The Kentucky Transportation Cabinet’s proposal would redraw Dixie Highway from Turfway Road to Commonwealth Avenue into a three-lane road — one lane going each way with a permanent left-turn lane. KYTC also plans to widen the lanes, add a bike lane and revamp sidewalks for pedestrians.
But late last week, Erlanger, Elsmere and Florence officials all said they had no knowledge of the re-configurement.
“We didn’t consider it a secret, we just didn’t tell anybody,” said KYTC Chief Engineer Bob Yeager at a city of Erlanger council meeting in response to an inquiry about the lack of public announcement from KYTC on the project.
He said the agency had decided the project was necessary based on traffic and accident data from the last five years.
'Avoid like the plague'
Amy Staten owns a hair salon on the stretch of Dixie Highway that would be affected.
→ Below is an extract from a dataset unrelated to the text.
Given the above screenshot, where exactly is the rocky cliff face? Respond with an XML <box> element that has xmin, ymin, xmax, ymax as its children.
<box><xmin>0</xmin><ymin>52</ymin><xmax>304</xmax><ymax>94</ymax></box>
During the same council meeting, she expressed her concern.
“If clients can't get here conveniently, they're going to avoid this area like the plague,” Staten said later in her studio, waiting for her next client.
Staten, like many others, are concerned that the road diet would add to the high amount of traffic they already experience.
“I think that it'll just be a bottleneck and people will just try to stay away from Dixie Highway,” she said.
Yeager said the project was decided as a short-term, low-cost solution to increase safety for all and improve the flow of traffic. Just north of this stretch, Dixie Highway has five lanes, with a permanent turn lane and two traffic lanes on each side. But to widen the road throughout would require major configuration.
“If we went very far, we would have to take a number of homes, a number of businesses to widen it like it is just north of here,” Yeager said. He added that other options, such as prohibiting left turns and adding U-turns at intersections have proven not to be optimal.
Staten, like many other community members, said new research and studies must be done to determine the best solutions. Others, such as Scott Kimmich of Erlanger, said research has shown this has been an ongoing issue.
He recalled at the Erlanger City Council meeting that he had helped gather data back in 2000 that gave warning signs about the growing traffic issue.
“It was a government study that was put on the shelf by leadership in this community and never followed up on,” Kimmich said. “This is not a KYTC-created monster. It’s a monster we collectively in Northern Kentucky allowed to be created.”
Both sides agree that something must be done, especially as the road condition itself continues to deteriorate.
KYTC says it will hold additional public meetings in the coming weeks to gather input on the project.